Anyway, I needed a better means of dragging-and-dropping to share my screenshots from Ubuntu and Min.us has a very simple solution; On Ubuntu, download the .deb file and install it (which should bring up the Ubuntu Software Center).
With Min.us, your photo-sharing steps are reduced to this:
- Go to the Min.us website
- Drag and drop your file on to the Min.us webpage
- One-click sharing of the screenshot to: Twitter, Reddit, Digg, Facebook, StumbleUpon or good old-fashioned E-mail. Or copy the conveniently provided URL to your clipboard for sharing in IM chats or blog posts like this one. 🙂
Visit the TwitPic website. Login with their horrendous Twitter authorization system; Caveat: If you’re logged into Twitter.com, you’ll automatically get logged into TwitPic. If not, you have to suffer through this image every.time. Click the link that takes me to the “File Upload” page Upload my file, have to annotate it right away Highlight and copy the url for sharing.
The developers are connected to their growing base of user via the @mindotus twitter account, the Min.us Facebook page and the Min.us feedback forum. In my experience, they have been very responsive to issues I’ve had such as the problem installing the Min.us desktop tool on my 64-bit Ubuntu system.

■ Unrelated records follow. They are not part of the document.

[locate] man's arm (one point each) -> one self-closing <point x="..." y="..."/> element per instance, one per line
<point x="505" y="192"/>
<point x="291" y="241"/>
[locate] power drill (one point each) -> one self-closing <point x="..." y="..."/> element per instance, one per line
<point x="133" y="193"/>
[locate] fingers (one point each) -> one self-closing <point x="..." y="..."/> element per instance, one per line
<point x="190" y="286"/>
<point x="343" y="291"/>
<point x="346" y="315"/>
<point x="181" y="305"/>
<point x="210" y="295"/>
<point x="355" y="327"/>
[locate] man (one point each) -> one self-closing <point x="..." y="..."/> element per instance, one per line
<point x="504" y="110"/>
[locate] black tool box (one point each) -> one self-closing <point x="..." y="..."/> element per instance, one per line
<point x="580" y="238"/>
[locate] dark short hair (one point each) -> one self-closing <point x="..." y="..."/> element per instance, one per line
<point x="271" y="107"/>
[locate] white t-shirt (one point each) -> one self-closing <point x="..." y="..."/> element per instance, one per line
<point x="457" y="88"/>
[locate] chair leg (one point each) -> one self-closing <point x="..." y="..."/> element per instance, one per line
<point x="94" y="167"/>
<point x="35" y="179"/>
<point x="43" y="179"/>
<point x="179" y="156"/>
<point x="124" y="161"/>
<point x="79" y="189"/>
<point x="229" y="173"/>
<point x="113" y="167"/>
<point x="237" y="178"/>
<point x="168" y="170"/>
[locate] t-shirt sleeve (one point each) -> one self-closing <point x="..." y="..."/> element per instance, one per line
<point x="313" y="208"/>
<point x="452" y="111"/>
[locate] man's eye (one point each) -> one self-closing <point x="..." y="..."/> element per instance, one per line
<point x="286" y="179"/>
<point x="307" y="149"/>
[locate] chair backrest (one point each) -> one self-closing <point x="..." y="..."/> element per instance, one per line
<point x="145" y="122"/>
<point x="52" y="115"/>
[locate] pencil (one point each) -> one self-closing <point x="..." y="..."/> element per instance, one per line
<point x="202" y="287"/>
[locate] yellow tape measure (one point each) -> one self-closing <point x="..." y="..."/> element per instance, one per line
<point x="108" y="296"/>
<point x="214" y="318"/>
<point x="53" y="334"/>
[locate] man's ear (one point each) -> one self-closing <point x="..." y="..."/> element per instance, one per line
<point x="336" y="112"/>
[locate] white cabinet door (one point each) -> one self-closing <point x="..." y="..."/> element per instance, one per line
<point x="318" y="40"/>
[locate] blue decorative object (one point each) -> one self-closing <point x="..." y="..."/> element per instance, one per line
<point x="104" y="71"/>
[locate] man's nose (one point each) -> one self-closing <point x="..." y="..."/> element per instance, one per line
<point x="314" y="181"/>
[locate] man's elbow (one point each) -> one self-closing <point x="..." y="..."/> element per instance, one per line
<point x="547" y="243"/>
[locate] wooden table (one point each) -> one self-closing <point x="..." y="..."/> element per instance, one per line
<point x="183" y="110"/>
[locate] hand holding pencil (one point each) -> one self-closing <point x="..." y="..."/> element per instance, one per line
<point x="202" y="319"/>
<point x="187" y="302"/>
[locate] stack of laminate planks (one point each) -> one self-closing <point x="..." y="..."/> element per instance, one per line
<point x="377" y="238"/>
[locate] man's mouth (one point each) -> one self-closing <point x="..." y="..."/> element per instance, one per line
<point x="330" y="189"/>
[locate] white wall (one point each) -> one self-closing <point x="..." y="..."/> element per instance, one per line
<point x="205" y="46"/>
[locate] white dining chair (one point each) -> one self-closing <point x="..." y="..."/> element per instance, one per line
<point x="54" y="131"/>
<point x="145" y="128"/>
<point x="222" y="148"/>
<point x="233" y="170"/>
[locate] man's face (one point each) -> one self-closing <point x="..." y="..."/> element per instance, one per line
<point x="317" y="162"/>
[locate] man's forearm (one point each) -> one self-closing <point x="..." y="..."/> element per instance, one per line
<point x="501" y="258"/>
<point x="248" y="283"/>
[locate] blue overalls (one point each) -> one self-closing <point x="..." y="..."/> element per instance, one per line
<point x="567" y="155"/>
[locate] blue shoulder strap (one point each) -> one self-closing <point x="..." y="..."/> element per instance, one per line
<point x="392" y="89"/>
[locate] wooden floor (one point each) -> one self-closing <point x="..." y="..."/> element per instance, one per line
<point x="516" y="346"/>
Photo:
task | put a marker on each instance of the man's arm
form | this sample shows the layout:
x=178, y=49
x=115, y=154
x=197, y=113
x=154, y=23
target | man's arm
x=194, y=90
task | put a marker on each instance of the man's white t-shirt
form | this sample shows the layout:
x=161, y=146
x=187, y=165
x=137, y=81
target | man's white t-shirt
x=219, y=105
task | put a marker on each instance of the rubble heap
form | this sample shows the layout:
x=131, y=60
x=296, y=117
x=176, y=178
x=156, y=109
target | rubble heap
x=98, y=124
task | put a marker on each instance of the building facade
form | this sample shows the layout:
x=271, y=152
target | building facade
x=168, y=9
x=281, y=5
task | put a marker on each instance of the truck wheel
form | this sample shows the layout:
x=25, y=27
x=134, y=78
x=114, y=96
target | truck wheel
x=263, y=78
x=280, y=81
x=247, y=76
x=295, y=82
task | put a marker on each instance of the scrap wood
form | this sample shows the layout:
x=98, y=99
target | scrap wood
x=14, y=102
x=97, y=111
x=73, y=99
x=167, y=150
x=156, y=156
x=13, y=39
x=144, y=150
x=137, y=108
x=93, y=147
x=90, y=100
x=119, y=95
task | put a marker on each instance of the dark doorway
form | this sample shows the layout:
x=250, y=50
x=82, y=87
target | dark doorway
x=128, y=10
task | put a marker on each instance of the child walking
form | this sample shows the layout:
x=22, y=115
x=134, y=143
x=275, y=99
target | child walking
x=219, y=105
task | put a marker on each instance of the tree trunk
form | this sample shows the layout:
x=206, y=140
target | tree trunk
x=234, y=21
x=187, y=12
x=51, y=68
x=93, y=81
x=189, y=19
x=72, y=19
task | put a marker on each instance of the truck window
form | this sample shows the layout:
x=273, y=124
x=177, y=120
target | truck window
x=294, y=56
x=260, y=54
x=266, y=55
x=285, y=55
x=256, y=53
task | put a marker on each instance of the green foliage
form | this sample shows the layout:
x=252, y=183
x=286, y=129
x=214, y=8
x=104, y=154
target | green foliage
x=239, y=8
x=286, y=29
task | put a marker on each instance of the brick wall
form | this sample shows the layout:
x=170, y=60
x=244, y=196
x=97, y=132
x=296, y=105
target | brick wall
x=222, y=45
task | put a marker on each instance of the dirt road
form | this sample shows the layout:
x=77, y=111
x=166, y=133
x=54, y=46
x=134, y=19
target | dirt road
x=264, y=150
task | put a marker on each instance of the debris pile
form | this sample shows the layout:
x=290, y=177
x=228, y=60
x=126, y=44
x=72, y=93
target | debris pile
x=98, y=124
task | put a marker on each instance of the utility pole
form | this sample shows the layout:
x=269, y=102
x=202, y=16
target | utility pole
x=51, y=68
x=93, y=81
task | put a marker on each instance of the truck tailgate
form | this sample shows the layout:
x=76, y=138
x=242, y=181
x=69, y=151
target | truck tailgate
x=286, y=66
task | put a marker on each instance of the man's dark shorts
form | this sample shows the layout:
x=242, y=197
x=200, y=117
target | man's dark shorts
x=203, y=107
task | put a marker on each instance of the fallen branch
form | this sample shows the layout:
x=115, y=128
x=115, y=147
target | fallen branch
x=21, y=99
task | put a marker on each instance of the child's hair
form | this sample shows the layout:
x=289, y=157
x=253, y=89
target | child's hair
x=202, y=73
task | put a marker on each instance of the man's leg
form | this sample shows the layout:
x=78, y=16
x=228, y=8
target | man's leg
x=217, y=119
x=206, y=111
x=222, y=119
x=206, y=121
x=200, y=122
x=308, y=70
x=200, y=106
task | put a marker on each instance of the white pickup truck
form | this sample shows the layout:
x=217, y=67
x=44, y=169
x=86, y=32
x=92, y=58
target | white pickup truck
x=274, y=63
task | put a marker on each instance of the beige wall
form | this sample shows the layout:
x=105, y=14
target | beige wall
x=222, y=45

When installing the Min.us desktop tool on x64 Ubuntu, you will get this message:
- Fire up the terminal and type “sudo dpkg -i –force-architecture /path/to/minusubuntu.deb“. You’ll be prompted for your password; Enter it.
- You’ll get this warning:
dpkg: warning: overriding problem because –force enabled: package architecture (i386) does not match system (amd64)
and be alerted to more potential dependency problems:
Selecting previously deselected package minus-desktop-tool.
(Reading database … 164082 files and directories currently installed.)
Unpacking minus-desktop-tool (from …/jane/Downloads/minusubuntu.deb) …
dpkg: dependency problems prevent configuration of minus-desktop-tool:
minus-desktop-tool depends on libqt4-gui (>= 4.7); however:
Package libqt4-gui is not installed.
minus-desktop-tool depends on libqt4-core (>= 4.7); however:
Package libqt4-core is not installed.
dpkg: error processing minus-desktop-tool (–install):
dependency problems – leaving unconfigured
Processing triggers for desktop-file-utils …
Processing triggers for python-gmenu …
Processing triggers for python-support …
Errors were encountered while processing:
- The key takeaway from that glob of text is that: you need to install the following packages: libqt4-gui and libqt4-core. Do this by typing:
“apt-get install libqt4-gui libqt4-core” which should spit out this message:
The following extra packages will be installed: libqt4-designer libqt4-opengl libqt4-script libqt4-svg libqt4-test
The following NEW packages will be installed: libqt4-core libqt4-designer libqt4-gui libqt4-opengl libqt4-script libqt4-svg libqt4-test
- As for Camtasia Studio alternatives, I’ve currently working with Pitivi Video Editor (reviewed on LWN) and recently released OpenShot Video Editor. So far, I’m cautiously optimistic about OpenShot which was featured on LWN.net.